The segment adjusted EBITDA from continuing operations was $94.9 million, or 2.2% of revenues, for the first quarter compared with $63.0 million, or 1.5% of revenues, in the prior-year period. This improvement was attributed to an increase in gross profit resulting from higher pharmacy same-store sales, partly offset by pharmacy reimbursement rate pressures that weren’t fully offset by generic drug cost reductions and a decline in front end gross profit as the company cycled the impact of last year’s COVID-19 buying surge.
Meanwhile, Rite Aid’s Q1 pharmacy services segment revenues were $1.9 billion, a 5.3% decline from the prior-year quarter. The company said that this was primarily because of the loss of a large customer account, and a drop in Medicare Part D membership.
The segment’s adjusted EBITDA from continuing operations was $44.0 million, or 2.3% of revenues, for the first quarter, flat to last year’s $44.4 million, or 2.2% of revenues. According to Rite Aid, improvements in its discount card business and good network management were offset by the decline in revenues and an increase in the medical-loss ratio connected with the company’s Medicare Part D business.
For fiscal 2022, Rite Aid expects total revenues to be between $25.1 billion and $25.5 billion, net loss between $175 million and $138 million, adjusted EBITDA between $440 million and $480 million, adjusted net loss per share between 79 cents and 24 cents, and capital expenditures of about $300 million.
The company also released its third annual corporate sustainability report, in which it detailed its enhanced environmental, social and governance (ESG) strategy and introduced four key pillars underpinning its sustainability efforts: building a thriving planet, thriving business, thriving workplace and thriving community.
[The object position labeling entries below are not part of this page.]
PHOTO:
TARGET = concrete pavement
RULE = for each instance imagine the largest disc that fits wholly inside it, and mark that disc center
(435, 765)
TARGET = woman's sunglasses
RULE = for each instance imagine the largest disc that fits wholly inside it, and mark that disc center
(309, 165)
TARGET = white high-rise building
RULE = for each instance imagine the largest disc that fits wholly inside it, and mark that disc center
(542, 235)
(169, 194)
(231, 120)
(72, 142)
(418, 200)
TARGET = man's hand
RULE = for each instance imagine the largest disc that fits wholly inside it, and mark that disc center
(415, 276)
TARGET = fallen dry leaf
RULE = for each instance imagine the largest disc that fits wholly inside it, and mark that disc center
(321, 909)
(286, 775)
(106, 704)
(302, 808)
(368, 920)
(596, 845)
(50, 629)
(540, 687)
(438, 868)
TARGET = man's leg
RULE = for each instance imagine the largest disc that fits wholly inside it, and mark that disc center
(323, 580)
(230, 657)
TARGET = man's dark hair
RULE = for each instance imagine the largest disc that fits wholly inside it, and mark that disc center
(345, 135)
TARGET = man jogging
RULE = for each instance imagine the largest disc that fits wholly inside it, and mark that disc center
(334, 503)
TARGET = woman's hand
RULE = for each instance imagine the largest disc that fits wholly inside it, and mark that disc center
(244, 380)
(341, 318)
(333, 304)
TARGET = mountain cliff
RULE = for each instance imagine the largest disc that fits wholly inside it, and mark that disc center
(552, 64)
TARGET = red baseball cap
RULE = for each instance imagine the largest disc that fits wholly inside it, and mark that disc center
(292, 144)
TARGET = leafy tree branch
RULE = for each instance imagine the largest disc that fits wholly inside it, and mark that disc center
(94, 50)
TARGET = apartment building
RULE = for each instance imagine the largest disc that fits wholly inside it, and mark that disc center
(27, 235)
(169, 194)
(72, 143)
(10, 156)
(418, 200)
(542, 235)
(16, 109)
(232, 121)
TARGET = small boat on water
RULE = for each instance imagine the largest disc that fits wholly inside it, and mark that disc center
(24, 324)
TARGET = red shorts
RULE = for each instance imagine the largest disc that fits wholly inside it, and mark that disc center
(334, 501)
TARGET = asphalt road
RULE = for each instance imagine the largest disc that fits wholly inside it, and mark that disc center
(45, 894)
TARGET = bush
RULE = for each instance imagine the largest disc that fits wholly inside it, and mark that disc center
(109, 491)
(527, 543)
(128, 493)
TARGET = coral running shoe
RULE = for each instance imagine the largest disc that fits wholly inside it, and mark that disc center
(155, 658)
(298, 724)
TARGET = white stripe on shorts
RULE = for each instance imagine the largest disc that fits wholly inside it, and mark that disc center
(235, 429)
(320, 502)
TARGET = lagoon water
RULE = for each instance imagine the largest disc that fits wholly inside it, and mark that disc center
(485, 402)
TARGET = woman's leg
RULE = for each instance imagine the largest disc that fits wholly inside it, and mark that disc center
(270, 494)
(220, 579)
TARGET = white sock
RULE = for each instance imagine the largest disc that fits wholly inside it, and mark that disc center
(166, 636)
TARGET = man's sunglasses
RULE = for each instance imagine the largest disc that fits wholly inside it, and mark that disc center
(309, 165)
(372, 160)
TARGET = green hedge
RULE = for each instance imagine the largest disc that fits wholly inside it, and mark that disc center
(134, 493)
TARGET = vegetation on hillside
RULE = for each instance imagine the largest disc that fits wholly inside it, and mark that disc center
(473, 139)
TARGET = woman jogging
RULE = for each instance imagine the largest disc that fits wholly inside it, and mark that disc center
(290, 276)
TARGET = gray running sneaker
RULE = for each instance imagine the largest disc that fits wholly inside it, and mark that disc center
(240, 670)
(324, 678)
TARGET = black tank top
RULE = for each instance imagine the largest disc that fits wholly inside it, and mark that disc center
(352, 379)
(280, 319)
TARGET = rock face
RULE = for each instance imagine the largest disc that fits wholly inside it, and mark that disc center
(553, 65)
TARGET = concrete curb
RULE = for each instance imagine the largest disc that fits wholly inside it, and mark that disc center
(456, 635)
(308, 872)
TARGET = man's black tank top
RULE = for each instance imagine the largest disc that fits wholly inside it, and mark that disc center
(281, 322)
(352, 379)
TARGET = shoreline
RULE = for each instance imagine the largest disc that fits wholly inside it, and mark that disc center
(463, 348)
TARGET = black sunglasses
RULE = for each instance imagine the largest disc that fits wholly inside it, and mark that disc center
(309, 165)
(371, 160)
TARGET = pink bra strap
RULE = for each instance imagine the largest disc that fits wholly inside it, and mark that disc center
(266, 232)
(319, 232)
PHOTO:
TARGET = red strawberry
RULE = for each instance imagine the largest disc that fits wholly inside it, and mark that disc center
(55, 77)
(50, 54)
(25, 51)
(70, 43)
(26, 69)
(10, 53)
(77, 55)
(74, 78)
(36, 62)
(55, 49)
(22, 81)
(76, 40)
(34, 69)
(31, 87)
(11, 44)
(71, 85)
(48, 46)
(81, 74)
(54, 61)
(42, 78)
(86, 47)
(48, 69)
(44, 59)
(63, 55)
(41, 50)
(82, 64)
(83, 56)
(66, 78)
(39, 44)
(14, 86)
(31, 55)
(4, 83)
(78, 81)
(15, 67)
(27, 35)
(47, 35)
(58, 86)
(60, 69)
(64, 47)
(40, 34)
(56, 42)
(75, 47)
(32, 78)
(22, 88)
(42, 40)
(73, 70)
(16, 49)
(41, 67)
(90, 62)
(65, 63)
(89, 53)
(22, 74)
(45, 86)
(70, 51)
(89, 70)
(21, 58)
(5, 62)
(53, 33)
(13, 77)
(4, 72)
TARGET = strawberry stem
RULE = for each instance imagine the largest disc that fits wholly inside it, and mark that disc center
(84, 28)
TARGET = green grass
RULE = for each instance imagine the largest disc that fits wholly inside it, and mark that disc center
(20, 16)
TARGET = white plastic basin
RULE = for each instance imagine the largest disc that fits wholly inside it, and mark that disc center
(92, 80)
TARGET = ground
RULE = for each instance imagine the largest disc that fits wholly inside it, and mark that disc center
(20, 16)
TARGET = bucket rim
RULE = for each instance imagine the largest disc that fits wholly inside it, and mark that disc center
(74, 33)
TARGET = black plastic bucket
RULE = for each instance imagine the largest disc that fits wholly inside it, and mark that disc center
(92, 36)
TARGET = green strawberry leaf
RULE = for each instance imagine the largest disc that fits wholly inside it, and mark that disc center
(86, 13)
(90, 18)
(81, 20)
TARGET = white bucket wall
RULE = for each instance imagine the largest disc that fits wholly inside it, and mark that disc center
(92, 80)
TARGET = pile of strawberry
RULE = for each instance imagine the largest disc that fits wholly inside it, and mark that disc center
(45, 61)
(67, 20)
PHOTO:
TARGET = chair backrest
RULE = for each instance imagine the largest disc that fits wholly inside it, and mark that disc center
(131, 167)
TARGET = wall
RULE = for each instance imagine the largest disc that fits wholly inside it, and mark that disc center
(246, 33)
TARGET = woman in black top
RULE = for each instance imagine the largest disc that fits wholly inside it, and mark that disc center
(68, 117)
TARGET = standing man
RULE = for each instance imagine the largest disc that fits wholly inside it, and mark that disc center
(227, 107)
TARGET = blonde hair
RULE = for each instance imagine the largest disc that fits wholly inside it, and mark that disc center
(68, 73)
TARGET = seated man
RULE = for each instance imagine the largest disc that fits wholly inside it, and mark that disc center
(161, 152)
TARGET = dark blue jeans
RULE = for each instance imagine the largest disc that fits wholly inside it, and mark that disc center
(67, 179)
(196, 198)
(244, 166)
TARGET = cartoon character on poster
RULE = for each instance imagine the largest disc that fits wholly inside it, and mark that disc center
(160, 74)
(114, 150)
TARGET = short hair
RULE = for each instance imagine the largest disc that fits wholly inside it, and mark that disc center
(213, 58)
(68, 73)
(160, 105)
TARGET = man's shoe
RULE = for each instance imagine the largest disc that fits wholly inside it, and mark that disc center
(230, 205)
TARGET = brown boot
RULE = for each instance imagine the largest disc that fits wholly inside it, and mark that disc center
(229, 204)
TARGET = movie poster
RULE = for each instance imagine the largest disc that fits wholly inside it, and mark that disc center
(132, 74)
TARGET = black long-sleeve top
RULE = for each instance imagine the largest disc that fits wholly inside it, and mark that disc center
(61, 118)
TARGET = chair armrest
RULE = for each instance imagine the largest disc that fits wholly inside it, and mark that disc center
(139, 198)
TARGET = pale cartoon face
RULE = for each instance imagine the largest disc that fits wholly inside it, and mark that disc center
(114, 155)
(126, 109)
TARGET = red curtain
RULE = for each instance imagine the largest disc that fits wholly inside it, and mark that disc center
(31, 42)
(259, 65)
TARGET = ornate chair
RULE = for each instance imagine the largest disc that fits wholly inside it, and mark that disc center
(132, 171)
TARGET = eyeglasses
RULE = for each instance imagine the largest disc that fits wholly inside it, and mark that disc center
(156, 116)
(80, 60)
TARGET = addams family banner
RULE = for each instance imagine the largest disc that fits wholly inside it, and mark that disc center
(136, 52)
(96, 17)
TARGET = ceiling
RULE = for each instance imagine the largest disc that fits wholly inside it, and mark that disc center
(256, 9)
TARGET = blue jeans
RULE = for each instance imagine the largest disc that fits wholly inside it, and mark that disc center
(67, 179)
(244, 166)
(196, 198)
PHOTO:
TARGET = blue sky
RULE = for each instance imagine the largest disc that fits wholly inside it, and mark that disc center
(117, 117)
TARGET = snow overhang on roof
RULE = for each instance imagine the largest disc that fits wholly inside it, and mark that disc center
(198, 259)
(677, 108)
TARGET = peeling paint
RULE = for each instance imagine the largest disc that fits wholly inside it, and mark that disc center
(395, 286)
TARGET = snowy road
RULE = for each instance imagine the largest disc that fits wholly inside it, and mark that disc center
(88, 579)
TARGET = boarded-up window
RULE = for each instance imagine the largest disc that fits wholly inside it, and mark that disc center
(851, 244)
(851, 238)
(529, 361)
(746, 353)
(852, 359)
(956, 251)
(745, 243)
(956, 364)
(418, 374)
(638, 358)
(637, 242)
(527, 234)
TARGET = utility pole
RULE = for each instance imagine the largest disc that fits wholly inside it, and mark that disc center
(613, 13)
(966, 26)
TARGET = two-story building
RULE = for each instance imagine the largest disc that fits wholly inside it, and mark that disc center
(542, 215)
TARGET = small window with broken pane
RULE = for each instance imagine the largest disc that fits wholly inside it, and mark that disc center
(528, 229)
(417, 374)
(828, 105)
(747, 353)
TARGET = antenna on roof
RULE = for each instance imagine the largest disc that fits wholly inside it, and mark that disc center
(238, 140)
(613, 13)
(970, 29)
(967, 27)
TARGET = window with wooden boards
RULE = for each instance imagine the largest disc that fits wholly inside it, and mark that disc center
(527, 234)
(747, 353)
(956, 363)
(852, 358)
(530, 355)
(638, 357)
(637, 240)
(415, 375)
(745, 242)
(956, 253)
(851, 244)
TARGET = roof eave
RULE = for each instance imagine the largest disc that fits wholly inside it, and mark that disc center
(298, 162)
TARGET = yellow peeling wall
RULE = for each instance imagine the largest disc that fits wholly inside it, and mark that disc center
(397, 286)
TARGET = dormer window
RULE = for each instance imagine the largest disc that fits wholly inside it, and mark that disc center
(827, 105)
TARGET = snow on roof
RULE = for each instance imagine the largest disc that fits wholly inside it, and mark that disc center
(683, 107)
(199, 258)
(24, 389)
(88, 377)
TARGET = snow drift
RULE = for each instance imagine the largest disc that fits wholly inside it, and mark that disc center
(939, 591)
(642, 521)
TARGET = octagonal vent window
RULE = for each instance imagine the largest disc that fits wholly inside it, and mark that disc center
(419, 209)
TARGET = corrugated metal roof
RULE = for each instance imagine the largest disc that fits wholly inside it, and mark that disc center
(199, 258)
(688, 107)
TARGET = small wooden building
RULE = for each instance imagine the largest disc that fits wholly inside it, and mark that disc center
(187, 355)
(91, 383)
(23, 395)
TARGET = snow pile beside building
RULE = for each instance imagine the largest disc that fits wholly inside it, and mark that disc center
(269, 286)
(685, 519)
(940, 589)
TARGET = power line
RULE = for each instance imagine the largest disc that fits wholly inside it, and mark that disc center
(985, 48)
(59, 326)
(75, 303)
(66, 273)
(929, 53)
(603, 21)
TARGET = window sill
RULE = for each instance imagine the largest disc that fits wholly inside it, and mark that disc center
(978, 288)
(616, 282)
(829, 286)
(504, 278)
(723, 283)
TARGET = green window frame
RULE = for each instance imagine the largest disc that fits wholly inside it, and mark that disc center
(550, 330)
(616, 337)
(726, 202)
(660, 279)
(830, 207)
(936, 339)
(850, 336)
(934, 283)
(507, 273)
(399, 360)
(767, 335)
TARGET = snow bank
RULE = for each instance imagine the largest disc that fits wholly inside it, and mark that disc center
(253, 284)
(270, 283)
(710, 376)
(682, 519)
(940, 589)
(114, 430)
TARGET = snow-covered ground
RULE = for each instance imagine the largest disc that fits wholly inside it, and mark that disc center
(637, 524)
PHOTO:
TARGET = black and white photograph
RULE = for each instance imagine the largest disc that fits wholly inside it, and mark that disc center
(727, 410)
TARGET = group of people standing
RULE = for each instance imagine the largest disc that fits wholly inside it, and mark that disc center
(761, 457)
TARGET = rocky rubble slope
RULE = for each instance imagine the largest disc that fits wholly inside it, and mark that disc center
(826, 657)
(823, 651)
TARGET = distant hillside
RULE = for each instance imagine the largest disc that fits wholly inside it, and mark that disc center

“As a health care organization that aspires to support the whole health of its communities, we understand the critical need to address notable issues like climate change, product safety, energy management and health inequities,” said Trent Kruse, Rite Aid’s SVP, investor relations and treasury. “Our third annual sustainability report illustrates the progress we’ve made across critical ESG initiatives, and lays out a new framework for our sustainability efforts focused around four key pillars. We are pleased with our progress, and look forward to continuing to elevate our efforts around each pillar as we carry out our RxEvolution strategy.”
Launched last year, RxEvolution is the company’s strategy for a revitalized retail experience.
Among the report’s highlights, Rite Aid partnered with 3 Phases Renewables to provide 50% renewable power for select stores in Southern California; launched more than 278 own-brand items free of chemicals of high concern, and reformulated more than 60 items to eliminate these chemicals; hired a VP of diversity, equity and inclusion to develop a DEI Center of Excellence and integrated organizational DEI strategy; and, as of May 29, has administered more than 5 million COVID-19 vaccines.
The report was prepared using guidance from the San Francisco-based Sustainability Accounting Standards Board, along with feedback from key internal and external stakeholders.
Operating more than 2,500 retail pharmacy locations across 17 states, Camp Hill, Pa.-based Rite Aid is No. 19 on The PG 100, Progressive Grocer’s 2021 list of the top food and consumables retailers in North America.